The screen lit Jane Powell, sitting in the wagon, holding a basket.

“Forward realtime,” I said, and Jane Powell handed the basket to Julie Newmar.

“I thought this was going into litigation,” Heada said over my shoulder.

“Over who?” I said. “Jane Powell or Howard Keel?”

“Russ Tamblyn,” she said, pointing at him. He’d climbed on the wagon and was gazing soulfully at the little blonde, Alice. “Virtusonic’s been using him in snuffporn movies, and ILMGM doesn’t like it. They’re claiming copyright abuse.”

Russ Tamblyn, looking young and innocent, which was probably the point, went off with Alice, and Howard Keel lifted Jane Powell down off the buckboard.
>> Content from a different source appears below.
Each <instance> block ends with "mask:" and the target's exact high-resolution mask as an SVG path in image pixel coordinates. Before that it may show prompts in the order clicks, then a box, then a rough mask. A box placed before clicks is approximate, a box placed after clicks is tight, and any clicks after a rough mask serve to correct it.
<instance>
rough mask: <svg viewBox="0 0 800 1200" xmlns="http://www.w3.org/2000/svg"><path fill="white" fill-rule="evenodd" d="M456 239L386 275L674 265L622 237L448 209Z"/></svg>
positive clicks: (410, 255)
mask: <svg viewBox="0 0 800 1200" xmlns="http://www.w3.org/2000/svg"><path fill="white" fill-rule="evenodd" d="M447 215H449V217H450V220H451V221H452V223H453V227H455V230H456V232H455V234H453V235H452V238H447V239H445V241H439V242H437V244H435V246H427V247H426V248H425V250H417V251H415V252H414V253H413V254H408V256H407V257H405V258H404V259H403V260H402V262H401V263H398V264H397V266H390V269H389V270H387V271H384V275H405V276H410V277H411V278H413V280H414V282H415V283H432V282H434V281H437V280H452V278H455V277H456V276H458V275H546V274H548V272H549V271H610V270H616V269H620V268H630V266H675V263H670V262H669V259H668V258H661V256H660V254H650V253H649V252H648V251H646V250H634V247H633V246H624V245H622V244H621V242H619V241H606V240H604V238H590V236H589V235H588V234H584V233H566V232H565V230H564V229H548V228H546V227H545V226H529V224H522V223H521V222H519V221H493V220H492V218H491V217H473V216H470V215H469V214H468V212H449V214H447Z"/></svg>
“Stop,” I said to the computer. “I want you to look at this next scene,” I said to Heada. “At the faces. Forward realtime,” I said, and the dancers formed two lines and bowed and curtsied to each other.
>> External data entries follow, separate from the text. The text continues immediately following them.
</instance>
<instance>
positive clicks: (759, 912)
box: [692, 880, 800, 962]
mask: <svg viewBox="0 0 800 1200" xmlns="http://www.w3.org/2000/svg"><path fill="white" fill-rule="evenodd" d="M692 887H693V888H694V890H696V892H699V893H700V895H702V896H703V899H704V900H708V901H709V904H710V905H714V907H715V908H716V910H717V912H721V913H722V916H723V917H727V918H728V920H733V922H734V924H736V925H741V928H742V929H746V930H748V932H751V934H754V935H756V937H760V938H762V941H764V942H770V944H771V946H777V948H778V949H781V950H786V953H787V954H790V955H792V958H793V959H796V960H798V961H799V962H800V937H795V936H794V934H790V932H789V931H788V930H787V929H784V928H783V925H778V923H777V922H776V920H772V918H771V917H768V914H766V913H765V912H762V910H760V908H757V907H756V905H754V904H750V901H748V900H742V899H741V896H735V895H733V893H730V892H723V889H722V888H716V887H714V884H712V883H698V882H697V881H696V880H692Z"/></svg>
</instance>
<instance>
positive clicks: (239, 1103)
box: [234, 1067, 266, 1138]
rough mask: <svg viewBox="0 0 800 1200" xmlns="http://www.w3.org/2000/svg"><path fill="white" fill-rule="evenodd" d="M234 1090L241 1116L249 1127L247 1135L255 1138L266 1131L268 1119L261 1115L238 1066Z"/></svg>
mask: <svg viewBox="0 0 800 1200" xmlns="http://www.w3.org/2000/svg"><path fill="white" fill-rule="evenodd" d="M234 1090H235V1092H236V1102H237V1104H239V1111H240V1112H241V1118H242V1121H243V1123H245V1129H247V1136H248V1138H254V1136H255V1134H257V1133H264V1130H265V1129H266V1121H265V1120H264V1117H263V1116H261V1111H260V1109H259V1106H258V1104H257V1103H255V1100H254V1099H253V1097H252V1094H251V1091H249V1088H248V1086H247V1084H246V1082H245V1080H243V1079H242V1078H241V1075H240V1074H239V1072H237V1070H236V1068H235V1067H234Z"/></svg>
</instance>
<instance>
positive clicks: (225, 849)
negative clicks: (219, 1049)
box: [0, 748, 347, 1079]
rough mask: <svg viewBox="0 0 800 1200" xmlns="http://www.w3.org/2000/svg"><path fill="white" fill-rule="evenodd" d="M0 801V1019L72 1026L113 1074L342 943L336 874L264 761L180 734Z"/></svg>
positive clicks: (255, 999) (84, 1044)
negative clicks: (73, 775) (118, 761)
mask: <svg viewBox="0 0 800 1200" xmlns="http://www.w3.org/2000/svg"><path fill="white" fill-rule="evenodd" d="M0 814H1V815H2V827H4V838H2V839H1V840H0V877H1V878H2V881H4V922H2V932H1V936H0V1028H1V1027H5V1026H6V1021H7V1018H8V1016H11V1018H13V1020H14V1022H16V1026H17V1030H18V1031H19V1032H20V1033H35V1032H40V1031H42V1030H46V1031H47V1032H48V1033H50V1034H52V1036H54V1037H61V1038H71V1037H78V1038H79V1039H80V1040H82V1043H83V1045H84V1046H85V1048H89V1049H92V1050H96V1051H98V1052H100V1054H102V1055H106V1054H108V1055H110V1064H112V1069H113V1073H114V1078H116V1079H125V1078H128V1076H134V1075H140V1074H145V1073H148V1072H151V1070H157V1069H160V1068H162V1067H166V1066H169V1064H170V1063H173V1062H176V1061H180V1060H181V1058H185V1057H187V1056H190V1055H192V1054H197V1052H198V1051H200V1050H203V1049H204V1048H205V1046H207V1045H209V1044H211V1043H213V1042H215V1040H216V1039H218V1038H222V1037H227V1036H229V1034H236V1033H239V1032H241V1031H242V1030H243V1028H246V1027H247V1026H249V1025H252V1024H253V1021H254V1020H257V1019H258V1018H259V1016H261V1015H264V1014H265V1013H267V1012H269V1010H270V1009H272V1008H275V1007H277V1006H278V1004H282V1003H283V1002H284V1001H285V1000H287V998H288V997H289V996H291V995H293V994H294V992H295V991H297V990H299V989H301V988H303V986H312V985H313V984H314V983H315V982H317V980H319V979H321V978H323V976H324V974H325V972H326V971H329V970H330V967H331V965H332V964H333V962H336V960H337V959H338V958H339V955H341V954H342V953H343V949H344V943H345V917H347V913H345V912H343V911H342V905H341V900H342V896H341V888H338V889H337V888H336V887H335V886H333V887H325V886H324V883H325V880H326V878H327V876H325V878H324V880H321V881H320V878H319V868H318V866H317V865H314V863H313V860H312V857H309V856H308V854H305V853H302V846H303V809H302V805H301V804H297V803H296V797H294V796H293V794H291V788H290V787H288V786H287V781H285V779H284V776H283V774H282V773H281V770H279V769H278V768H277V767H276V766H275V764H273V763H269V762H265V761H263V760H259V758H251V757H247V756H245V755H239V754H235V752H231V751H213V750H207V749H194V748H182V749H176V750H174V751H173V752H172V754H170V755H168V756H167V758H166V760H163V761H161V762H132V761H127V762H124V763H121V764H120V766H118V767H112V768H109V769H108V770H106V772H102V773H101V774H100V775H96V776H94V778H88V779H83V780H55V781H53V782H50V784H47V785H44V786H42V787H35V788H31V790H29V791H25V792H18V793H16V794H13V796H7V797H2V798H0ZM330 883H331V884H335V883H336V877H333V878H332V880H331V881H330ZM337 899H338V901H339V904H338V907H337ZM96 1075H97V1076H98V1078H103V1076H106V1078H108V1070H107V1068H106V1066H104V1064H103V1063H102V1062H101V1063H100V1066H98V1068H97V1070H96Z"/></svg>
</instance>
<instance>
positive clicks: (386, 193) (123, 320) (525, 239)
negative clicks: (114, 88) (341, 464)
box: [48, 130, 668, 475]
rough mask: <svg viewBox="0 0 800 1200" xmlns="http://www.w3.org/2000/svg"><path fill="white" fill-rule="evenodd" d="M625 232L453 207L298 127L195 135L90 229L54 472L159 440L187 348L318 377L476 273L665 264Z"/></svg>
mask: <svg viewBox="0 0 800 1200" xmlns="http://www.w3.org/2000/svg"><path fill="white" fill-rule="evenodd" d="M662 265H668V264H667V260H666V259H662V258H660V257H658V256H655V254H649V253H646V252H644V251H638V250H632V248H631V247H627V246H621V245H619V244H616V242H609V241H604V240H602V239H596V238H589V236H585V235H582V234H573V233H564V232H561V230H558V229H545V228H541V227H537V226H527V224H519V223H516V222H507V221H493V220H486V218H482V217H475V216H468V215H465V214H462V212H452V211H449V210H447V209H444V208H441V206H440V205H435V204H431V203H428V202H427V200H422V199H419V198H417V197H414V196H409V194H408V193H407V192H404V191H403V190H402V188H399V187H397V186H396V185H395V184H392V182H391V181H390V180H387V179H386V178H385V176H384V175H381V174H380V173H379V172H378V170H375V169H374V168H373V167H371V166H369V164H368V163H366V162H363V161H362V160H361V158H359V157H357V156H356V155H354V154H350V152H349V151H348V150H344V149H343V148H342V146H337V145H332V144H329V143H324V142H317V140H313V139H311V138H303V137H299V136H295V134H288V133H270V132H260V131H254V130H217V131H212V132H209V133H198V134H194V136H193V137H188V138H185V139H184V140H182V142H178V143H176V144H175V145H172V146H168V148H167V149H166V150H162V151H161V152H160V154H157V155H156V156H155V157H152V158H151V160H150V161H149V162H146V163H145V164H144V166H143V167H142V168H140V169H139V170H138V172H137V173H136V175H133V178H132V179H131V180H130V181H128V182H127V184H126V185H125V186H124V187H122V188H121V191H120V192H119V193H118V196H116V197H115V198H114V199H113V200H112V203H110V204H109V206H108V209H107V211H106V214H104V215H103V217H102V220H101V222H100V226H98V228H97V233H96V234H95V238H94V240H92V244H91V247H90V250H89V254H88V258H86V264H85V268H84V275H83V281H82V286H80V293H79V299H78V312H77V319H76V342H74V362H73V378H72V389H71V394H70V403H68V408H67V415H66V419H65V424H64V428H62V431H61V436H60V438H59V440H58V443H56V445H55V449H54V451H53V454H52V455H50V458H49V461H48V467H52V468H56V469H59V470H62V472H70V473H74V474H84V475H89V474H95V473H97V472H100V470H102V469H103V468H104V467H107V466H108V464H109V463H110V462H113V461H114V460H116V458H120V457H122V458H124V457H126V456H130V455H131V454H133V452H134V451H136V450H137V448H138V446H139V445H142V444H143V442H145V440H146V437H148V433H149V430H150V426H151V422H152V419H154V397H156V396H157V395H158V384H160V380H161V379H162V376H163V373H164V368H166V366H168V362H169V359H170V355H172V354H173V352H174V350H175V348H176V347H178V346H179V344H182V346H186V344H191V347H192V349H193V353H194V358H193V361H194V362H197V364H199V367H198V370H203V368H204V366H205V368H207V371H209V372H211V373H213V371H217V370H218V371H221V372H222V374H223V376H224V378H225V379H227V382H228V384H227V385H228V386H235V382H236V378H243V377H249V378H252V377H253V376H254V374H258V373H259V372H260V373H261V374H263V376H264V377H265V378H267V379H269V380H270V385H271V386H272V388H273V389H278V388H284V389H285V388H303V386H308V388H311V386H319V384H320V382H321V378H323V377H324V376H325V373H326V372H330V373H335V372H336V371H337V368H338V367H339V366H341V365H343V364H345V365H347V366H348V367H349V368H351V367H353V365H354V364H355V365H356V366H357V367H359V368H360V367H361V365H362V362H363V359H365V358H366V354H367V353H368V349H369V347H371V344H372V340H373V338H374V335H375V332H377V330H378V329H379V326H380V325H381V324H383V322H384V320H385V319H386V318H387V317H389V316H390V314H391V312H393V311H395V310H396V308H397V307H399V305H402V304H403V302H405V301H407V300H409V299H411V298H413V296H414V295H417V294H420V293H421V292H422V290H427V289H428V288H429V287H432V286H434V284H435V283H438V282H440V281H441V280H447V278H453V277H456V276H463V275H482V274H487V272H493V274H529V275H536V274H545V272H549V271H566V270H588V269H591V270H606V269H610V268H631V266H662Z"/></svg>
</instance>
I don’t know what I’d expected Heada to do — gasp and clutch her heart like Lillian Gish maybe. Or turn to me halfway through and ask, “What exactly is it I’m supposed to be looking for?”

She didn’t do either. She watched the entire scene, still and silent, her face almost as focused on the screen as Alis’s had been, and then said quietly, “I didn’t think she’d do it.”

For a moment I couldn’t register what she said for the roaring in my head, the roaring that was saying, “It is her. It’s not a flash. It is her.”

“All that talk about finding a dance teacher,” Heada was saying. “All that stuff about Fred Astaire. I never thought she’d—”

“Never thought she’d do what?” I said blankly.

“This,” she said, waving her hand vaguely at the screen, where the sides of the barn were going up. “That she’d end up as somebody’s popsy,” she said. “That she’d sign on. Give up. Sell out.” She gestured at the screen again. “Did Mayer say which of the studio execs you were doing it for?”

“I didn’t do it,” I said.

“Well, somebody did it,” she said. “Mayer must’ve asked Vincent or somebody. I thought you said she didn’t want her face pasted on somebody else’s.”

“She didn’t. She doesn’t,” I said. “This isn’t a paste-up. It’s her, dancing.”

She looked at the screen. A cowboy brought his hammer down hard on Russ Tamblyn’s thumb.

“She wouldn’t sell out,” I said.

“To quote a friend of mine,” she said, “everybody sells out.”

“No,” I said. “People sell out to get what they want. Getting her face pasted onto somebody else’s body isn’t what she wanted. She wanted to dance in the movies.”

“Maybe she needed the money,” Heada said, looking at the screen. Someone whacked Howard Keel with a board, and Russ Tamblyn took a poke at him.